We then proceed by plotting residuals. The plot() function can be used to plot the residuals against the fitted values (See Figure 12.3). This is a good way to check for homogeneity of variance.

plot(mod, which = 1)
Figure 12.3: A plot of the residuals against the fitted values shows no obvious pattern as the points are roughly evenly distributed around the line. This is a good sign for the assumption of homogeneity of variance.

We can also use a histogram to check for normality (See Figure 12.4).

ggplot(mapping = aes(x = mod$residuals)) + 
  geom_histogram(bins = 5)
Figure 12.4: A histogram of residuals is symetrical and seems consistent with a normal distribution. This is a good sign for the assumption of normally distributed residuals.

Finally, we can use the Shapiro-Wilk test to test for normality.

shapiro.test(mod$residuals)
## 
##  Shapiro-Wilk normality test
## 
## data:  mod$residuals
## W = 0.95115, p-value = 0.5428

The p-value is greater than 0.05 so this test of the normality assumption is not significant. Note that “not significant” means not significantly different from a normal distribution. It does not mean definitely normally distributed.

Taken together, these results suggest that the assumptions of normality and homogeneity of variance are not violated.

12.3.4 Report

The temperature explained a significant amount of the variation in respiration rate (ANOVA: F = 67; d.f. = 1, 13; p < 0.001).
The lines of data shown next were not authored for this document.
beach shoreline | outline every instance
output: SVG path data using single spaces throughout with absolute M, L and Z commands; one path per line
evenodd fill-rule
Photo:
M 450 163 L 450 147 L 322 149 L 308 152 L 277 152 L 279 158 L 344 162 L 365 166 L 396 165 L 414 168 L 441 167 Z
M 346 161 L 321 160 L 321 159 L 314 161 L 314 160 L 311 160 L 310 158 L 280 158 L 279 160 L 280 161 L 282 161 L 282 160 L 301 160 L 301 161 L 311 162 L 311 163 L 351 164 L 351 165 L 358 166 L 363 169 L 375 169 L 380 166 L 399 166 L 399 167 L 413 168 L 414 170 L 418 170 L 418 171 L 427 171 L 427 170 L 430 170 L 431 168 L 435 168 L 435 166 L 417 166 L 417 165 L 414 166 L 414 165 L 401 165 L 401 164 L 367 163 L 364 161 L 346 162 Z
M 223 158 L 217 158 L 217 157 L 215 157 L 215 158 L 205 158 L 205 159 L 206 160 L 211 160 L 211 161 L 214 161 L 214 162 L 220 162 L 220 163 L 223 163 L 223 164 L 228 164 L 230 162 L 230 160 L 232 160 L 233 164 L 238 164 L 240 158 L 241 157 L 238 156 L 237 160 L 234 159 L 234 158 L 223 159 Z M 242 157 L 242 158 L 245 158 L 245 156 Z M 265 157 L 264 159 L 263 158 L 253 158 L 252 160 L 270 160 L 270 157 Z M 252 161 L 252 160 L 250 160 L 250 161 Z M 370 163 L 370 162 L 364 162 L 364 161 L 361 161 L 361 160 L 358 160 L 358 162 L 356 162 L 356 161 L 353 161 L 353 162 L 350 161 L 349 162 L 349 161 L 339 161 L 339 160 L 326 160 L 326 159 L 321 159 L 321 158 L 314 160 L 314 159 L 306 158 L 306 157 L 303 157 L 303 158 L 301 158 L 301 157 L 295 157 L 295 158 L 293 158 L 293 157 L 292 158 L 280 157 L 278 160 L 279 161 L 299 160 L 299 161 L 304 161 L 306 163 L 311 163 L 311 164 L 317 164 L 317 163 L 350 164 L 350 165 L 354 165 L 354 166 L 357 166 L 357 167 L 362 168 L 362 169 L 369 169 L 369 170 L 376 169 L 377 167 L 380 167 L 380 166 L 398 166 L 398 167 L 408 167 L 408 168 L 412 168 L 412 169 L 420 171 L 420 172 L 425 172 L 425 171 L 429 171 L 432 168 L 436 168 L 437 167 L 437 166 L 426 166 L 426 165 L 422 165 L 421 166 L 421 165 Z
The regression line is: Respiration rate = 4.86 + 0.92 * temperature. See Figure 12.5.

Code
ggplot(data = shrimp, 
                aes(x = temperature, y = respiration)) +
  geom_point(size = 2) +   
  geom_smooth(method = "lm", 
              se = FALSE,
              colour = "black") +
  scale_x_continuous(expand = c(0,0),
                     limits = c(0, 15.5),
                      name = "Temperature (C)") +
  scale_y_continuous(expand = c(0,0), 
                     limits = c(0, 20),
                     name = "Respiration (units)") +
  theme_classic()

Figure 12.5: Respiration rate of Artemia salina increases with temperature. Three replicate water baths were set up at each of five temperatures (10, 11C, 12C, 13C, 14C). Ten Brine Shrimp (Artemia salina) were placed in each and their average respiration rate per water bath was measured. There was a significant effect of altering water bath temperature on the average respiration rate (ANOVA: F = 67; d.f. = 1, 13; p < 0.001). The regression line is: Respiration rate = 4.86 + 0.92 * temperature. Data analysis was conducted in R (R Core Team 2023) with tidyverse packages (Wickham et al. 2019).

12.4 Summary

  1. Single linear regression is an appropriate when you have one continuous explanatory variable and one continuous response and the relationship between the two is linear.
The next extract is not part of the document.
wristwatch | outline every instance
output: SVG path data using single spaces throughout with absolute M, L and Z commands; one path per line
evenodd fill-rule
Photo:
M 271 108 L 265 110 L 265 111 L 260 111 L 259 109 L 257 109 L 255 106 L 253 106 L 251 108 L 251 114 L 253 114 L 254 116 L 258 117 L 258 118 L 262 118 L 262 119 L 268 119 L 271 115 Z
  2. Applying a single linear regression to data means putting a line of best fit through it. We estimate the coefficients (also called the parameters) of the model. These are the intercept, \(\beta_0\), and the slope, \(\beta_1\). We test whether the parameters differ significantly from zero

  3. We can use lm() to a linear regression.

  4. In the output of lm() the coefficients are listed in a table in the Estimates column. The p-value for each coefficient is in the test of whether it differs from zero. At the bottom of the output there is a test of the model overall. In a single linear regression this is exactly the same as the test of the \(\beta_1\) and the p-values are identical. The R-squared value is the proportion of the variance in the response variable that is explained by the model.
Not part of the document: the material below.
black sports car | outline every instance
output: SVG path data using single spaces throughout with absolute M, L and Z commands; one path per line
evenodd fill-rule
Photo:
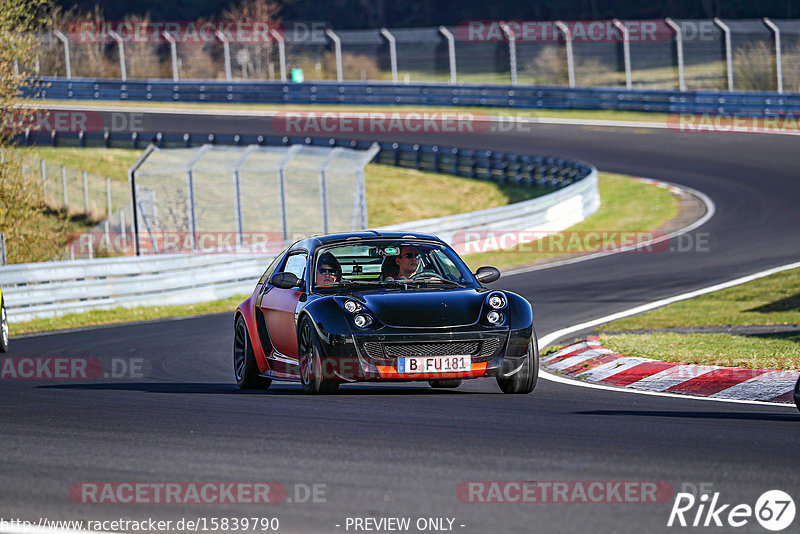
M 240 388 L 299 380 L 307 393 L 356 381 L 428 381 L 455 388 L 495 377 L 505 393 L 536 386 L 533 309 L 487 289 L 432 235 L 317 236 L 281 252 L 234 316 Z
  5. The assumptions of the general linear model are that the residuals are normally distributed and have homogeneity of variance. A residual is the difference between the predicted value and the observed value.

  6. We examine a histogram of the residuals and use the Shapiro-Wilk normality test to check the normality assumption. We check the variance of the residuals is the same for all fitted values with a residuals vs fitted plot.

  7. If the assumptions are not met, we might need to transform the data or use a different type of model.

  8. When reporting the results of a regression we give the significance, direction and size of the effect. Often we give the equation of the best fitting line. A Figure should show the data and the line of best fit.